PPRuNe Forums - View Single Post - altimeter calibration
View Single Post
Old 17th Sep 2011, 04:42
  #90 (permalink)  
A320Slave
 
Join Date: Sep 2008
Location: USA
Posts: 33
Likes: 0
Received 0 Likes on 0 Posts
Everyone but you on this thread confirms that the radalt will be accurate in this case because the plane is not tilted, is not closing too rapidly with the terrain and, close to impact, is not passing over significant buildings or steeply sloping ground. It was also proved reliable by checking every landing on the FDR file, and found to give -6 feet in every case while taxiing.
You started this thread claiming that the Pressure altimeter would not be accurate operating "outside of it's envelope".

Many agreed. I would agree too.

Then you posted the actual speed on page 4. See the above quotes. The Pitot-Static system was operating well within it's capability without error and is confirmed with airspeed v. groundspeed analysis as pointed out in this thread.

Do you think that Radalt only measures from the ground? What happens if a building is on the ground? Does the Radalt measure through that building to the ground?

If you feel Radalt tracking capability is based on vertical speed, how does that apply when crossing over multiple obstacles with a 90 degree side? Do you know basic trigonometry?
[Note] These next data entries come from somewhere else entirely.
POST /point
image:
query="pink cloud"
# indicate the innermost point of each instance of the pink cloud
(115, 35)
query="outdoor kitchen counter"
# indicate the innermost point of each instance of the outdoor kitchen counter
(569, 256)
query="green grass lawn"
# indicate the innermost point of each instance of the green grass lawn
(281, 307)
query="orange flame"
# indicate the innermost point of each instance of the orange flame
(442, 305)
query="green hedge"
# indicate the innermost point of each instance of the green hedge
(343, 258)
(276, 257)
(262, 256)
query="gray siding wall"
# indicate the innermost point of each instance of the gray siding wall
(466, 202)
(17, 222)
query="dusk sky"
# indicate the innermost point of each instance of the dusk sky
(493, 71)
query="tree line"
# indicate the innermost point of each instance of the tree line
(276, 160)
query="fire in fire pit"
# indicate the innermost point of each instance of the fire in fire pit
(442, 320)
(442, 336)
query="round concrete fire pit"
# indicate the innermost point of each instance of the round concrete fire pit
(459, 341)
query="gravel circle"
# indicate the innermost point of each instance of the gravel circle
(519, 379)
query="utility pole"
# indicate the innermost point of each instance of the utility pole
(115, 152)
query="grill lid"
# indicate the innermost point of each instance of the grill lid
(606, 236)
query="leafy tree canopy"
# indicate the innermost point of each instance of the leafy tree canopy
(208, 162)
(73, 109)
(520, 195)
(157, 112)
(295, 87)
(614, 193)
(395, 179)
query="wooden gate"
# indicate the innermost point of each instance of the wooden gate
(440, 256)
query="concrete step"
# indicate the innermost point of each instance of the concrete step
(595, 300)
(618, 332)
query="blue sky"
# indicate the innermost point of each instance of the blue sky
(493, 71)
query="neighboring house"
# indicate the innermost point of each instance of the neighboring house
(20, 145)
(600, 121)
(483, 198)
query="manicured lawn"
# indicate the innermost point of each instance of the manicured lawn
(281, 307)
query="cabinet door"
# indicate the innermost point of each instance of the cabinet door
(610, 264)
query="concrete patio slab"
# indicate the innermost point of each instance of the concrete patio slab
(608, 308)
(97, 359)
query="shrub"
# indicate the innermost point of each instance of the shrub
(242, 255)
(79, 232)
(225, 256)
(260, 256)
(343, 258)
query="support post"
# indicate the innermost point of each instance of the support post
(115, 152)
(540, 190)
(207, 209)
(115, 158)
Perhaps this is the reason you do not wish to answer my questions?
Frank Legge Begging For Peer Reviewers For Pentagon Paper - Pilots For 9/11 Truth Forum

(also, if you want to talk amongst real pilots, try not to use the word "tilted".... rather bank, roll, pitch, yaw, crab... etc.... these are the terms real pilots use.)

Last edited by A320Slave; 17th Sep 2011 at 04:58.